On O'Connell Bridge a street photographer offered to take her picture. "My mother dodged past him. `The bloody cheek of them fellas taking up the pavement.' " A similar' scene is present with me every day, as I have hanging on my kitchen wall, a photo of myself and a student companion on O'Connell Bridge, taken, possibly by the same photographer, in 1932.

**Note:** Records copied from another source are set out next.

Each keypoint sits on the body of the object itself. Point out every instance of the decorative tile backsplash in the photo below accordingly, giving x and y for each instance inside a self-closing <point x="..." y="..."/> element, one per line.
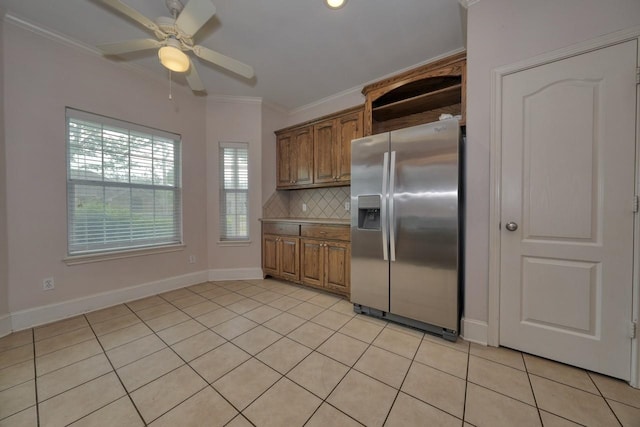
<point x="277" y="206"/>
<point x="326" y="203"/>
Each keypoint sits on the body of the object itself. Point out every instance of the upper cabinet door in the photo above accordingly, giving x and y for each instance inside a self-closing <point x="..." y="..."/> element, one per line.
<point x="324" y="157"/>
<point x="303" y="146"/>
<point x="285" y="166"/>
<point x="318" y="153"/>
<point x="349" y="127"/>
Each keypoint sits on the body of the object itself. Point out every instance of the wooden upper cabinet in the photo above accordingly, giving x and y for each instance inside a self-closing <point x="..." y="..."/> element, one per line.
<point x="303" y="147"/>
<point x="324" y="157"/>
<point x="350" y="126"/>
<point x="332" y="147"/>
<point x="294" y="158"/>
<point x="318" y="153"/>
<point x="417" y="96"/>
<point x="285" y="161"/>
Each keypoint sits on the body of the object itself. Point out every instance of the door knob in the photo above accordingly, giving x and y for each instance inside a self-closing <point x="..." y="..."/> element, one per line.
<point x="511" y="226"/>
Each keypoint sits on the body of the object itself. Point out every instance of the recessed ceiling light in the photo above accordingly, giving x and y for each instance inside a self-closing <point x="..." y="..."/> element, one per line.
<point x="335" y="4"/>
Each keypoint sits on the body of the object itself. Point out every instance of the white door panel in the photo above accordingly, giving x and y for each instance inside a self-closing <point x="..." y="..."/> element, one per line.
<point x="568" y="168"/>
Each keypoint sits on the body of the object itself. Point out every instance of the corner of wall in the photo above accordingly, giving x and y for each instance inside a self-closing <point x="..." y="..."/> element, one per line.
<point x="5" y="324"/>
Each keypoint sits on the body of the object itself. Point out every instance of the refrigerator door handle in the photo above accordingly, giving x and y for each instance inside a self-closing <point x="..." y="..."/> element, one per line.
<point x="383" y="205"/>
<point x="392" y="216"/>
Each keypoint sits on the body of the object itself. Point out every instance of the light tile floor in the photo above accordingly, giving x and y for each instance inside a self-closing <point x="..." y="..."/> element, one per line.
<point x="268" y="353"/>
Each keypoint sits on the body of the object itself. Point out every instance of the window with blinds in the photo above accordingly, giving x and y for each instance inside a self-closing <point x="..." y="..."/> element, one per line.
<point x="123" y="185"/>
<point x="234" y="191"/>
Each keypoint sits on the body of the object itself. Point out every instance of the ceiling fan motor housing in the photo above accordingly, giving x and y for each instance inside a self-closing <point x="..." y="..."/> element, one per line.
<point x="175" y="6"/>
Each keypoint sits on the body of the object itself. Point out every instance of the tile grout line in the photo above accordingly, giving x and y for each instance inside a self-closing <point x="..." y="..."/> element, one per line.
<point x="165" y="374"/>
<point x="345" y="374"/>
<point x="117" y="376"/>
<point x="605" y="399"/>
<point x="466" y="386"/>
<point x="405" y="374"/>
<point x="35" y="376"/>
<point x="533" y="393"/>
<point x="284" y="375"/>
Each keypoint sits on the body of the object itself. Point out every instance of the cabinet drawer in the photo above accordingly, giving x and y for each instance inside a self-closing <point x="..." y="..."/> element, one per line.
<point x="281" y="228"/>
<point x="333" y="232"/>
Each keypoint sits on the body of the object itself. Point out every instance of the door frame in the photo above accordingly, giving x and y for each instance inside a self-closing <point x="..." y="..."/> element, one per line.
<point x="498" y="74"/>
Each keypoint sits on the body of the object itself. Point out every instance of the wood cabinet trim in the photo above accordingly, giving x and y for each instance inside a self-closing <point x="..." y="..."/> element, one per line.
<point x="431" y="69"/>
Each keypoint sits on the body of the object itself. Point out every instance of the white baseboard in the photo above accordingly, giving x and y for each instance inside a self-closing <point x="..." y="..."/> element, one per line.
<point x="49" y="313"/>
<point x="235" y="274"/>
<point x="475" y="331"/>
<point x="5" y="325"/>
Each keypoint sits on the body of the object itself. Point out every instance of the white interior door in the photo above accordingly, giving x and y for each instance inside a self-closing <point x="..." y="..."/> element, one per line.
<point x="568" y="168"/>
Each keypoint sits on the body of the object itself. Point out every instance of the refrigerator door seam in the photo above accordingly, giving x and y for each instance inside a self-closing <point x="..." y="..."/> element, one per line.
<point x="383" y="205"/>
<point x="392" y="216"/>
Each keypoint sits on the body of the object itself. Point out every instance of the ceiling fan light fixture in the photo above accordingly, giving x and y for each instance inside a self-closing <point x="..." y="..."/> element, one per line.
<point x="174" y="59"/>
<point x="335" y="4"/>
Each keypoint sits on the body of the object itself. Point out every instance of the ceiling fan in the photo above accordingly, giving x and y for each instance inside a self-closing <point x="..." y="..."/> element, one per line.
<point x="174" y="37"/>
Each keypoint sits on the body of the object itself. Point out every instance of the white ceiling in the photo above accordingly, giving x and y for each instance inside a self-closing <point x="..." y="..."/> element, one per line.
<point x="301" y="50"/>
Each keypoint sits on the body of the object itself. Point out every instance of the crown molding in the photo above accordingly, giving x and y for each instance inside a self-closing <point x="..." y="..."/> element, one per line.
<point x="231" y="99"/>
<point x="49" y="34"/>
<point x="467" y="3"/>
<point x="358" y="89"/>
<point x="57" y="37"/>
<point x="329" y="98"/>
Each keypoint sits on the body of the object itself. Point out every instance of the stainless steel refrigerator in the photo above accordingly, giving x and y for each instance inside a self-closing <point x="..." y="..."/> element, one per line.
<point x="406" y="226"/>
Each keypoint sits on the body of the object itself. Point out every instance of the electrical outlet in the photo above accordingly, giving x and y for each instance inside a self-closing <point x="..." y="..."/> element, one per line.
<point x="48" y="284"/>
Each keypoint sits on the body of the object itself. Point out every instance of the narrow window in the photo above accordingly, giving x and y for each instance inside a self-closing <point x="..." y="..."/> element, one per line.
<point x="234" y="191"/>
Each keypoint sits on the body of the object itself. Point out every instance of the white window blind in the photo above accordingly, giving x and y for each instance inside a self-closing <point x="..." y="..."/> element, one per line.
<point x="123" y="185"/>
<point x="234" y="191"/>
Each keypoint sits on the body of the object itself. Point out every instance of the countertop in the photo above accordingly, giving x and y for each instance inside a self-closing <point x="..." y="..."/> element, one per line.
<point x="309" y="220"/>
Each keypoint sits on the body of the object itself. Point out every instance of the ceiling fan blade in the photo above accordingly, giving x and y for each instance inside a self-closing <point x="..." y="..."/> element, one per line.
<point x="194" y="15"/>
<point x="129" y="46"/>
<point x="131" y="13"/>
<point x="224" y="61"/>
<point x="193" y="78"/>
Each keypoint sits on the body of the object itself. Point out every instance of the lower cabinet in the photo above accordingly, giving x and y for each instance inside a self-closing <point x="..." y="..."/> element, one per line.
<point x="281" y="256"/>
<point x="326" y="264"/>
<point x="321" y="257"/>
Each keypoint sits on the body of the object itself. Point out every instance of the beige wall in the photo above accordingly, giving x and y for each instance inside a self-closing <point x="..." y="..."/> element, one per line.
<point x="272" y="119"/>
<point x="234" y="120"/>
<point x="330" y="105"/>
<point x="4" y="287"/>
<point x="44" y="76"/>
<point x="502" y="32"/>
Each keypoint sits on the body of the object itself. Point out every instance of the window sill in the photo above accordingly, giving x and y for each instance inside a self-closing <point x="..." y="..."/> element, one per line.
<point x="234" y="243"/>
<point x="131" y="253"/>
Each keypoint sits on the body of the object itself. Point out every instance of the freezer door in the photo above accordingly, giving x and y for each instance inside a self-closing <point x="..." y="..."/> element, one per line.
<point x="424" y="223"/>
<point x="369" y="237"/>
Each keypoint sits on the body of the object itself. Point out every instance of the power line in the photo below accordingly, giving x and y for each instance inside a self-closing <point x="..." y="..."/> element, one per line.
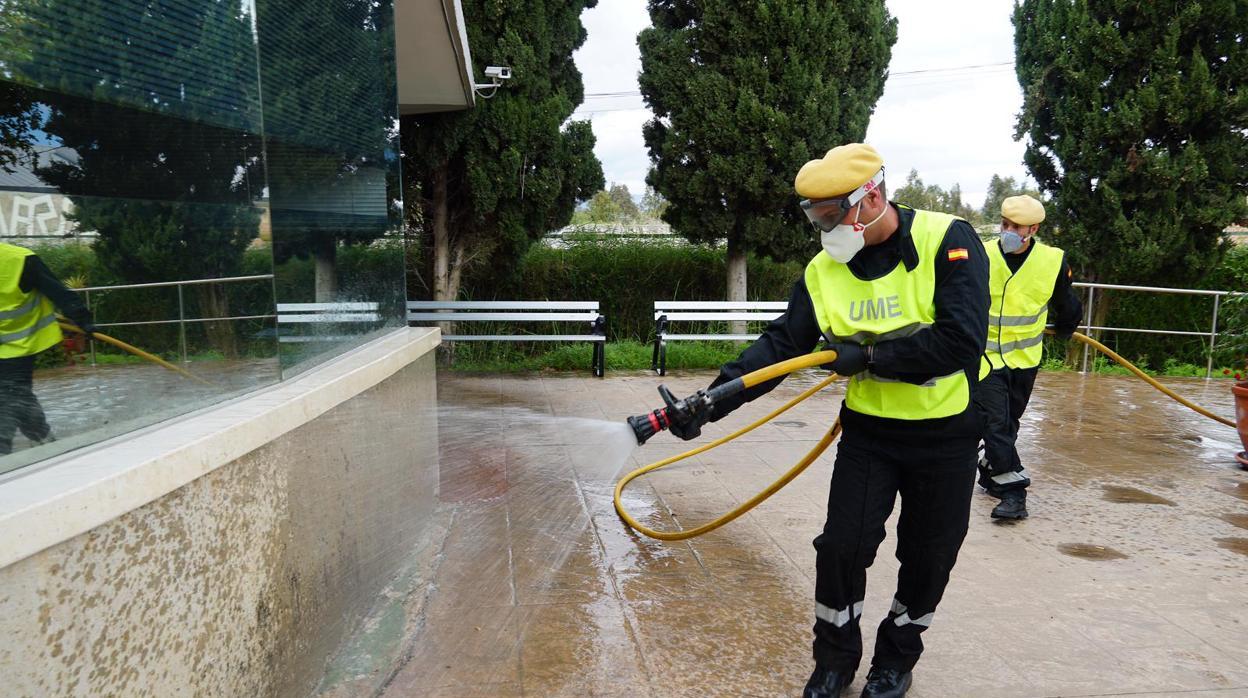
<point x="930" y="71"/>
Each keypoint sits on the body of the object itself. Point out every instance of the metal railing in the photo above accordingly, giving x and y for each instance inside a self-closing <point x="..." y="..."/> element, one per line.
<point x="1213" y="326"/>
<point x="181" y="305"/>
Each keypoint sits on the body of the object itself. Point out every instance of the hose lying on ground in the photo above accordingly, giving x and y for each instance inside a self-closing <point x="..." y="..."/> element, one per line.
<point x="134" y="350"/>
<point x="785" y="367"/>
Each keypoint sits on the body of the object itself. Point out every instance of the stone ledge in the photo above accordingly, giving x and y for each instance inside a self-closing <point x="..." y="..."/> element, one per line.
<point x="68" y="496"/>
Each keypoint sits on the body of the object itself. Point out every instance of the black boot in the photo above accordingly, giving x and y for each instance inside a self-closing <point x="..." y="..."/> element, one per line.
<point x="825" y="683"/>
<point x="886" y="683"/>
<point x="1014" y="505"/>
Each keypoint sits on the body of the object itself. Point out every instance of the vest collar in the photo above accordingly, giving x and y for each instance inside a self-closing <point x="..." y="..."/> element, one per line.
<point x="905" y="220"/>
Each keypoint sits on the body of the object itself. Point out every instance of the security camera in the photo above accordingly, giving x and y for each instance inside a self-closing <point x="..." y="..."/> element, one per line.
<point x="496" y="74"/>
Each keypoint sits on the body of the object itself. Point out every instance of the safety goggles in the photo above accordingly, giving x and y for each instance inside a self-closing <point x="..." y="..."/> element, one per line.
<point x="826" y="214"/>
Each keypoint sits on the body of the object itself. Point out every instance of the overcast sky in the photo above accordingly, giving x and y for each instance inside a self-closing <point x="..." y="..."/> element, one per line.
<point x="955" y="126"/>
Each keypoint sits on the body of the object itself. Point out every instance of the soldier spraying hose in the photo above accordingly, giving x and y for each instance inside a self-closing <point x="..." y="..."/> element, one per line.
<point x="29" y="297"/>
<point x="900" y="296"/>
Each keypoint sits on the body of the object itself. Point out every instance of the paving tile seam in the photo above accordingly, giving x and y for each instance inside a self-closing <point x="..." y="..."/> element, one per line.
<point x="634" y="643"/>
<point x="1186" y="691"/>
<point x="422" y="617"/>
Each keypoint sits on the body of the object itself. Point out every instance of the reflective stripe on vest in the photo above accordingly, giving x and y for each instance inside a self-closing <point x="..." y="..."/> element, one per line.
<point x="1020" y="305"/>
<point x="28" y="322"/>
<point x="897" y="305"/>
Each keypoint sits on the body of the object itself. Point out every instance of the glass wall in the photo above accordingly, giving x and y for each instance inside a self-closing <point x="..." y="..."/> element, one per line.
<point x="156" y="159"/>
<point x="331" y="121"/>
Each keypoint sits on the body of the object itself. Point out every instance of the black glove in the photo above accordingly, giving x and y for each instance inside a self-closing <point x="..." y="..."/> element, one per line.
<point x="850" y="358"/>
<point x="85" y="321"/>
<point x="689" y="427"/>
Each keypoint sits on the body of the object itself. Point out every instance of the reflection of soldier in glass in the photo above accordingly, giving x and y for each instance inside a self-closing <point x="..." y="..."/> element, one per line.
<point x="28" y="326"/>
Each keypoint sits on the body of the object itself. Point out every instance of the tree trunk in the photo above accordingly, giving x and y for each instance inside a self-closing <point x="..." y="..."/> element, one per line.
<point x="736" y="287"/>
<point x="215" y="302"/>
<point x="325" y="257"/>
<point x="439" y="221"/>
<point x="446" y="276"/>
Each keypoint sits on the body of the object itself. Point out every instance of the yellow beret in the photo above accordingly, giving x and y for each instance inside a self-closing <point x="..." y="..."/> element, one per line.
<point x="1022" y="210"/>
<point x="839" y="172"/>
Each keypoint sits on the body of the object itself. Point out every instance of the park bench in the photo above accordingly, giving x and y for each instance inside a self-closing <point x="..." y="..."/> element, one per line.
<point x="509" y="312"/>
<point x="706" y="314"/>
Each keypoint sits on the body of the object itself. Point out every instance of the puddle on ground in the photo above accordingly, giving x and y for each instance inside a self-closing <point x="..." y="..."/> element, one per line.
<point x="1237" y="490"/>
<point x="1088" y="551"/>
<point x="1237" y="520"/>
<point x="1234" y="545"/>
<point x="1121" y="495"/>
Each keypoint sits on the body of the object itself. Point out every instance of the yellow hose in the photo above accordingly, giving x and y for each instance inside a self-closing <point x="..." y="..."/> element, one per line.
<point x="789" y="366"/>
<point x="130" y="349"/>
<point x="1148" y="378"/>
<point x="749" y="380"/>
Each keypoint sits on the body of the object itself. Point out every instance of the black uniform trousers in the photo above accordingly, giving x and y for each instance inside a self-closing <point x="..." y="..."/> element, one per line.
<point x="19" y="407"/>
<point x="1001" y="397"/>
<point x="935" y="480"/>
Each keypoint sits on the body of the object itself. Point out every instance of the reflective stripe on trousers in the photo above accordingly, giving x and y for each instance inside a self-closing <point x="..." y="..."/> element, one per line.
<point x="839" y="617"/>
<point x="904" y="616"/>
<point x="1011" y="477"/>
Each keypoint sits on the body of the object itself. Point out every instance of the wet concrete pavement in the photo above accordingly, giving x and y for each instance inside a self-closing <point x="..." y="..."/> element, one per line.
<point x="1128" y="578"/>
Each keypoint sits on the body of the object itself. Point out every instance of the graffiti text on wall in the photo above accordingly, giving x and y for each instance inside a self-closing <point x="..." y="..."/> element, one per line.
<point x="35" y="215"/>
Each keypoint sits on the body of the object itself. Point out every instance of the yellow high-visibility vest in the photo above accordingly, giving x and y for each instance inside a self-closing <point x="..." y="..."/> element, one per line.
<point x="1020" y="305"/>
<point x="897" y="305"/>
<point x="28" y="321"/>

Elaine Crowley's father was in charge of horses in an undertaker's yard in Denzille St. There he would take his little daughter on a Sunday morning, "through William's Place, past the back entrance of the Meath Hospital, through York St., where women sat on the steps of the tenement houses, breast-feeding their babies, talking, laughing, and shouting to their bare-footed children playing in the road. Then out of the poverty-ridden street and on to the Green, where all was sunshine and women were pretty and wore beautiful clothes, and from the gratings of the Shelbourne rose smells of delicious foods. On through other streets where no women sat on the steps and the letter-boxes and knockers gleamed like gold".

There is a vivid account of the games they played and the names they called each other. Her mother often had to go to the pawn "My father's best suit and overcoat, and other garments pressed into a brown paper parcel." Pawning was no disgrace, her mother declared. What you pledged was your own. The biggest in the land had done it; kings and gentlemen had pawned their plate and jewels. Yet the daughter sensed the embarrassment and knew this was just bravado.

When they were living in a house farther out from the city, and still very hard-up, the mother pledged a sideboard to tide them over the father's illness. When the money was not available to redeem it, she consoled herself by saying: "It was only a bloody gazebo anyhow." From time to time her mother would declare that "one day, once she was on the pig's back, she would never again have to set her foot in a pawn shop". To be on the pig's back was her mother's great ambition.

Mixed with the humour is the almost unbearable pathos and tragedy caused by the ever-present scourge of tuberculosis, which took her beloved father; the accounts of visits to the Hospice for the Dying are heartbreaking.

I can readily endorse the claim on the cover of this book, that it is a classic of Irish autobiography.